A new approach to the inverse problem for current mapping in thin-film superconductors

TL;DR

This paper introduces a detailed mathematical method for solving the inverse Biot-Savart law in thin-film superconductors using Magneto-Optical Imaging, improving accuracy and implementation over previous approaches.

Contribution

It presents a new, detailed approach for current mapping in superconducting thin films, refining previous methods and verifying effectiveness with experimental data.

Findings

Effective inversion of the Biot-Savart law demonstrated on YBa2Cu3O7 films.

Refined methods improve accuracy over previous techniques.

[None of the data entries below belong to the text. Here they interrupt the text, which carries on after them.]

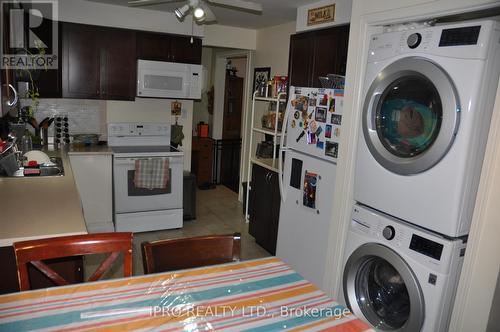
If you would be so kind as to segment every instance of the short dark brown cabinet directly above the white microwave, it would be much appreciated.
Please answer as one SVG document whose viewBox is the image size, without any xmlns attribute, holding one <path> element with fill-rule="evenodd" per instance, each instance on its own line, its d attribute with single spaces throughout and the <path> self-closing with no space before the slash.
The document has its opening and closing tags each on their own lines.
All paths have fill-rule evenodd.
<svg viewBox="0 0 500 332">
<path fill-rule="evenodd" d="M 201 39 L 155 32 L 137 33 L 137 58 L 201 64 Z"/>
</svg>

Streamlined iterative technique accounts for in-plane magnetic fields.

Abstract

A novel mathematical approach has been developed to complete the inversion of the Biot-Savart law in one- and two-dimensional cases from measurements of the perpendicular component of the magnetic field using the well-developed Magneto-Optical Imaging technique. Our approach, especially in the 2D case, is provided in great detail to allow a straightforward implementation as opposed to those found in the literature. Our new approach also refines our previous results for the 1D case [Johansen et al., Phys. Rev. B 54, 16264 (1996)], and streamlines the method developed by Jooss et al. [Physica C 299, 215 (1998)] deemed as the most accurate if compared to that of Roth et al. [J. Appl. Phys. 65, 361 (1989)]. We also verify and streamline the iterative technique, which was developed following Laviano et al. [Supercond. Sci. Technol. 16, 71 (2002)] to account for in-plane magnetic fields caused by the bending of the applied magnetic field due to the demagnetising effect. After testing on magneto-optical images of a high quality YBa2Cu3O7 superconducting thin film, we show that the procedure employed is effective.